The Impact of Monetary Policy on Gold Prices
Among the risk factors investors are watching, US President Trump's recent repeated attacks on the Federal Reserve have become a source of market anxiety in recent weeks. Trump previously attempted to fire Lisa Cook, a member of the Federal Reserve Board, and repeatedly criticized Chairman Powell and other policymakers for the slow pace of interest rate cuts, reinforcing market expectations that the Federal Reserve will adopt a more dovish monetary policy. In theory, this would support non-interest-bearing gold.
"Damage to Federal Reserve independence would bring a clear upside risk to gold," Michael wrote, adding that Deutsche Bank's latest forecasts do not take this scenario into account, as central bank decisions have not deviated significantly from traditional policy paths. However, he said that the upcoming changes in the composition of the Federal Open Market Committee (FOMC) "leave uncertainty about how this change will affect the Federal Reserve's policy response mechanism next year."
Goldman Sachs said earlier this month that if the Federal Reserve's independence is damaged and investors shift just a small portion of their holdings from US Treasury bonds to gold, gold prices could soar to nearly $5,000 per ounce.
Labor Market Influences on Gold and Silver
Deutsche Bank economists expect the Federal Reserve to maintain stable interest rates in 2026 after completing three interest rate cuts this year.
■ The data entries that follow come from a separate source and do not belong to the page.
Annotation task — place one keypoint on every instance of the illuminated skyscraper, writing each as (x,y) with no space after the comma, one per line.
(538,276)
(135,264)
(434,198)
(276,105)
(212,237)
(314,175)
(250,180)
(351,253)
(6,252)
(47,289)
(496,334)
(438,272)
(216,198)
While this tends to be negative for non-yielding gold, the US job market is currently in a "more delicate balance" - Trump's stricter immigration policies have restricted labor supply growth, which could provide a basis for further easing in the future.
Michael also raised the bank's 2026 average silver price target from $40 per ounce to $45 per ounce, as silver will see its fifth consecutive year of physical supply shortages.